Question

The intensity level of two sounds are \[100{\text{ }}dB{\text{ }}and{\text{ }}50{\text{ }}dB\]. What is the ratio of their intensities?

A. \[{10^1}\]
B. \[{10^3}\]
C. \[{10^{10}}\]
D. \[{10^5}\]

Answer 1

Hint: Loudness is a parameter defined as the ten times the logarithmic value of intensity of the sound.
\[L = 10{\log _{10}}(I)\]
To find the ratio of two sound sources we can not simply take their ratio, instead we need to convert them to their corresponding loudness and then follow the required steps.
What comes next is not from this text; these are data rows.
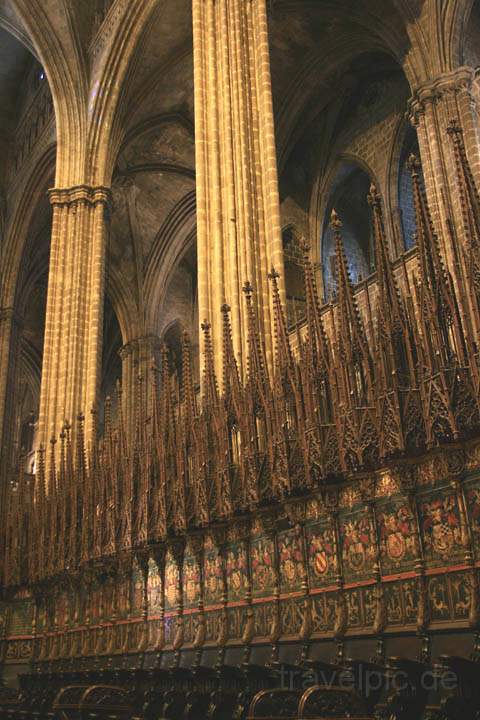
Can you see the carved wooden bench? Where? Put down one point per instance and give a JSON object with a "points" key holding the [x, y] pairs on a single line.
{"points": [[102, 702], [317, 703]]}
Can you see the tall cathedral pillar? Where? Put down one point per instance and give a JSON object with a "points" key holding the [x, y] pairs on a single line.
{"points": [[74, 317], [10, 338], [238, 215], [449, 97], [139, 357]]}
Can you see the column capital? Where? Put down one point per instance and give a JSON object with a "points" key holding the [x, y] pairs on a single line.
{"points": [[433, 90], [9, 314], [88, 194]]}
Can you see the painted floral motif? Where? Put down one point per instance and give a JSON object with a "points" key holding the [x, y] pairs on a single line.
{"points": [[137, 589], [213, 577], [237, 572], [291, 559], [263, 572], [154, 588], [441, 528], [171, 582], [358, 545], [322, 561], [397, 537], [191, 582]]}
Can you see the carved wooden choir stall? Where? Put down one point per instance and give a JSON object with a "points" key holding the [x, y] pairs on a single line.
{"points": [[300, 545]]}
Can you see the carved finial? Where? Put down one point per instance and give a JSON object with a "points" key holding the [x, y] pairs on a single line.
{"points": [[248, 289], [413, 164], [335, 222], [454, 128]]}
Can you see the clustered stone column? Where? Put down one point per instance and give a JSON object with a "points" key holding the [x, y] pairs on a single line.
{"points": [[74, 317], [138, 357], [10, 339], [451, 96], [238, 216]]}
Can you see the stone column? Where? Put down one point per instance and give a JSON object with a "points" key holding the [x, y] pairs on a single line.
{"points": [[451, 96], [138, 357], [10, 338], [238, 215], [74, 317]]}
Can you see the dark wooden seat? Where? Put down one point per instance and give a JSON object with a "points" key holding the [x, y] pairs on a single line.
{"points": [[320, 703], [102, 702], [275, 704]]}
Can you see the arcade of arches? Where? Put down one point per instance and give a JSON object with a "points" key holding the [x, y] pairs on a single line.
{"points": [[239, 357]]}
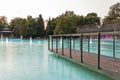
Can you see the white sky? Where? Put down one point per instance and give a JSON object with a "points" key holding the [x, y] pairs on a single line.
{"points": [[53, 8]]}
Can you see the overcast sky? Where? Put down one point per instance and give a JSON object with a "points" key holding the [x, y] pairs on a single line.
{"points": [[53, 8]]}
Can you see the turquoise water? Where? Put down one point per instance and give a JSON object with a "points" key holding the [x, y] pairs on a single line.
{"points": [[25, 60]]}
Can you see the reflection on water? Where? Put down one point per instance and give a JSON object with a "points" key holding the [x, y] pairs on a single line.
{"points": [[22, 61]]}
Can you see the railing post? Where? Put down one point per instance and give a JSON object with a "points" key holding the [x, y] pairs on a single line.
{"points": [[70, 47], [52, 42], [48, 42], [88, 43], [56, 44], [68, 41], [73, 42], [81, 47], [114, 47], [62, 45], [99, 51]]}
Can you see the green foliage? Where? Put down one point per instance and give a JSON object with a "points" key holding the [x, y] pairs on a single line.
{"points": [[40, 27], [19, 26], [66, 23], [33, 27], [3, 21], [51, 26], [113, 15], [92, 18]]}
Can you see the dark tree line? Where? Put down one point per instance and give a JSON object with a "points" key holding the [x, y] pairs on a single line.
{"points": [[33, 27], [66, 23]]}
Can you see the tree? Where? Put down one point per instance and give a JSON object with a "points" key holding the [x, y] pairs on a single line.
{"points": [[19, 26], [66, 23], [51, 26], [113, 14], [40, 27], [31, 29], [92, 18], [3, 21]]}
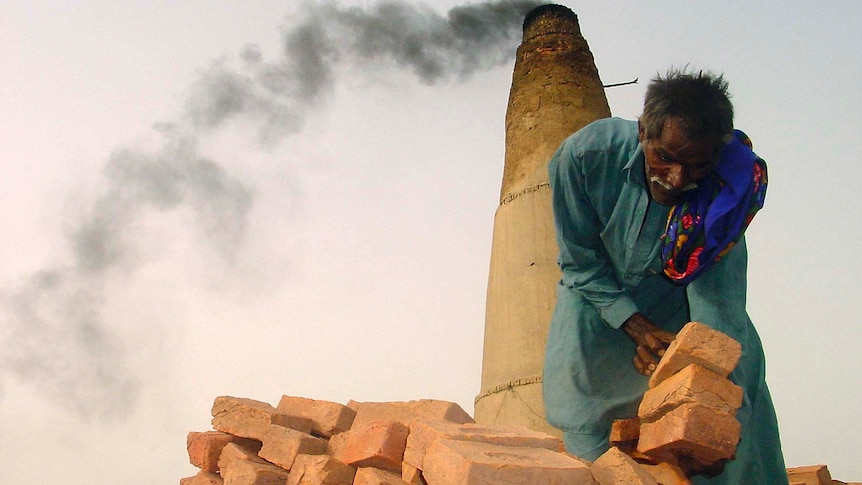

Complete step by step answer:
We are given with two sounds, first one is of \[100dB\]and second one is of \[50{\text{ }}dB.\]
\[
  {L_1} = 100dB \\
  {L_2} = 50dB \\
 \]

As we know that loudness is the parameter which needs to be compared, by definition, so we Convert above intensities to loudness, that is,

\[
  {L_1} = 10{\log _{10}}({I_1}) \\
  \& \\
  {L_2} = 10{\log _{10}}({I_2}) \\
 \]
Subtracting \[{L_2}\] from \[{L_1}\], we’ve,
\[
  {L_1} - {L_2} = 10{\log _{10}}({I_1}) - 10{\log _{10}}({I_2}) = 10{\log _{10}}(\dfrac{{{I_1}}}{{{I_2}}}) \\
  100 - 50 = 10{\log _{10}}(\dfrac{{{I_1}}}{{{I_2}}}) \\
  {\log _{10}}(\dfrac{{{I_1}}}{{{I_2}}}) = 5 \\
  \dfrac{{{I_1}}}{{{I_2}}} = {10^5} \\
 \]
We, find that the ratio of their intensity is $ 10^5 $, hence the correct option is \[\left( D \right),\]

Note:
Intensity and loudness are basically the same concept, but they are mathematically defined differently.
As silly as it may sound, there's an equivalent concept for Electromagnetic waves as well. Called as EM flux density.